Oh dear. Firstly, if you had the initial letter saying that you were on a waiting list then it's extremely unlikely that you have been forgotten about. Personally, I would phone the hospital again and ask what the situation is. Make sure you get through to the right department and ask them to check that you are on their system and then ask how much longer an appointment will be. If it's a long way off, or the person is unable to say then I would go back to my GP, say how distressing the whole situation is for you and ask him to contact the hospital to upgrade the urgency of your referral.
Best of luck !
Good news on the appointment front
I honestly don't think they forgot, you'd be surprised what a bit of pressure from a GP can do !
Good luck with your appointment !
After the meeting I spent about 90 minutes filling out a dozen surveys and tests on a computer.
What sort of tests?
They were quite similar to the online tests for Asperger's, only these had various different topics and ranged from 20 questions to well over a hundred. The topics included ADHD, autism/asperger's, my general physical and mental health, depression, etc. You just had to answer by clicking on agree/disagree, or picking the answer from a range of 1 to 5 that best suited you.

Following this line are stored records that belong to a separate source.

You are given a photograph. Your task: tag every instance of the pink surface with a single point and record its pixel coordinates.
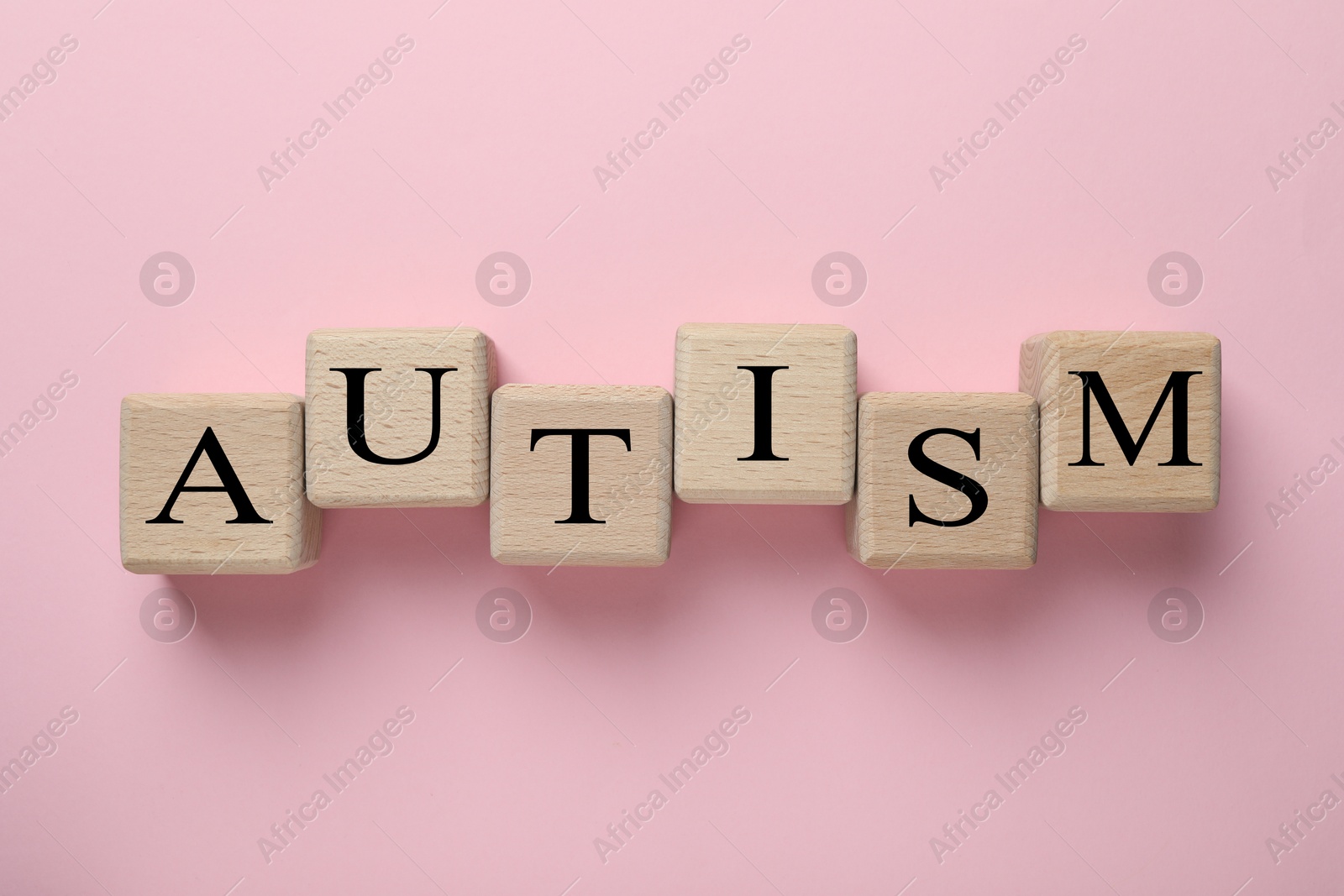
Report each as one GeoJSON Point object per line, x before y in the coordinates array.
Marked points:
{"type": "Point", "coordinates": [822, 139]}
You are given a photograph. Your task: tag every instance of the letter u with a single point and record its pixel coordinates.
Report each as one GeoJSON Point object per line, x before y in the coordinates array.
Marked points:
{"type": "Point", "coordinates": [355, 412]}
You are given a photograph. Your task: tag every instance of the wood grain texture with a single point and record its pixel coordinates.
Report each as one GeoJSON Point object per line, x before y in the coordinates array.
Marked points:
{"type": "Point", "coordinates": [631, 490]}
{"type": "Point", "coordinates": [878, 527]}
{"type": "Point", "coordinates": [813, 410]}
{"type": "Point", "coordinates": [398, 417]}
{"type": "Point", "coordinates": [1135, 367]}
{"type": "Point", "coordinates": [262, 437]}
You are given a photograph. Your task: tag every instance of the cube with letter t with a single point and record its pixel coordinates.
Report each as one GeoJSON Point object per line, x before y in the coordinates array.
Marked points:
{"type": "Point", "coordinates": [581, 476]}
{"type": "Point", "coordinates": [765, 412]}
{"type": "Point", "coordinates": [1129, 421]}
{"type": "Point", "coordinates": [214, 484]}
{"type": "Point", "coordinates": [947, 481]}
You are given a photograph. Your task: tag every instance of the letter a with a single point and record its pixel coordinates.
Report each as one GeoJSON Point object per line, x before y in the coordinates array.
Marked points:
{"type": "Point", "coordinates": [210, 445]}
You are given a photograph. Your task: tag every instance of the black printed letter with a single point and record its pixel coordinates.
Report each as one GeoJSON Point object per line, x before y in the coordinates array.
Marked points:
{"type": "Point", "coordinates": [242, 506]}
{"type": "Point", "coordinates": [1178, 385]}
{"type": "Point", "coordinates": [934, 470]}
{"type": "Point", "coordinates": [763, 376]}
{"type": "Point", "coordinates": [355, 412]}
{"type": "Point", "coordinates": [580, 466]}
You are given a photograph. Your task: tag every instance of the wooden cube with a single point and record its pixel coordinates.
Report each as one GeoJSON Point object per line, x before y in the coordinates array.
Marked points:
{"type": "Point", "coordinates": [765, 412]}
{"type": "Point", "coordinates": [214, 484]}
{"type": "Point", "coordinates": [398, 417]}
{"type": "Point", "coordinates": [947, 481]}
{"type": "Point", "coordinates": [581, 476]}
{"type": "Point", "coordinates": [1129, 421]}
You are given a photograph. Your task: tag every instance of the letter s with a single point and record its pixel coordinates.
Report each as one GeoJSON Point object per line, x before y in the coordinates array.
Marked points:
{"type": "Point", "coordinates": [949, 477]}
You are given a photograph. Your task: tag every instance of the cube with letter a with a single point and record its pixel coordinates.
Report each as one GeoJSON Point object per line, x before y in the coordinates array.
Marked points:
{"type": "Point", "coordinates": [398, 417]}
{"type": "Point", "coordinates": [214, 484]}
{"type": "Point", "coordinates": [765, 412]}
{"type": "Point", "coordinates": [581, 476]}
{"type": "Point", "coordinates": [947, 481]}
{"type": "Point", "coordinates": [1129, 421]}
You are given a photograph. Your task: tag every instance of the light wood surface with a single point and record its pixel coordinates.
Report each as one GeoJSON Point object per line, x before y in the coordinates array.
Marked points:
{"type": "Point", "coordinates": [262, 438]}
{"type": "Point", "coordinates": [398, 412]}
{"type": "Point", "coordinates": [531, 488]}
{"type": "Point", "coordinates": [1136, 369]}
{"type": "Point", "coordinates": [878, 520]}
{"type": "Point", "coordinates": [812, 412]}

I hate when there is no button for "I don't know"
I showed up yesterday alone, and the psychiatrist told me I actually had to bring my parents too.
Well gee, what do they do about people who have no living parents?
It is what it is. The psychiatrist said that in order to diagnose someone with AS he needed 2 vital symptoms: social and communicative problems, and problems with empathizing.
I wonder what criteria he used to define what those would consist of.
this entire thread angers me!! I understand that in some cases a mental diagnosis is harder to nail down than a physical one. For example, the dr. will not need to talk to your parents about a broken arm!
But seriously, this is out of control!
I was given a diagnoses be a friend who happend to be a psychiatric social worker, so it was an 'off the record' diagnosis, but she assured me that it's Asperger Syndrome.
After reading this post and others, I'm really tempted to give her a call and get lined up for an official one!
Courage. Marshall University had to do my psychological inventory over again a year later (April 1997, first run was March 1996). No one is perfect.
Perhaps the issue of whether Asperger has to be packaged with skills in math, science, engineering or computers, as suggested by the Wired article the Geek Syndrome, is for another thread. My extended family's (Marsh) Asperger certainly is. My older uncle taught math (high school I think). My younger uncle was a chemist. My brother and I are computer programming professionals.
I am convinced Mom thought the both of us gifted first and special education second. She certainly wanted children, and was denied them by the will of God for a decade.
Brains run in the family. Mom was a top college student. So was her older sister still living. My brother earned an Air Force ROTC electrical engineering scholarship to Virginia Tech (the fact that he resigned his ROTC scholarship almost immediately was only due to his culture shock for military life, my brother was in it for the money, because Dad fussed about Mom made him send me to college on campus and he couldn't afford my brother. By the way, Dad could have sent us both. Mom's retirement, the longer of the two, was only 15 years. But we hoped it would run into her 80s, certainly, we were only denied that by the will of God too).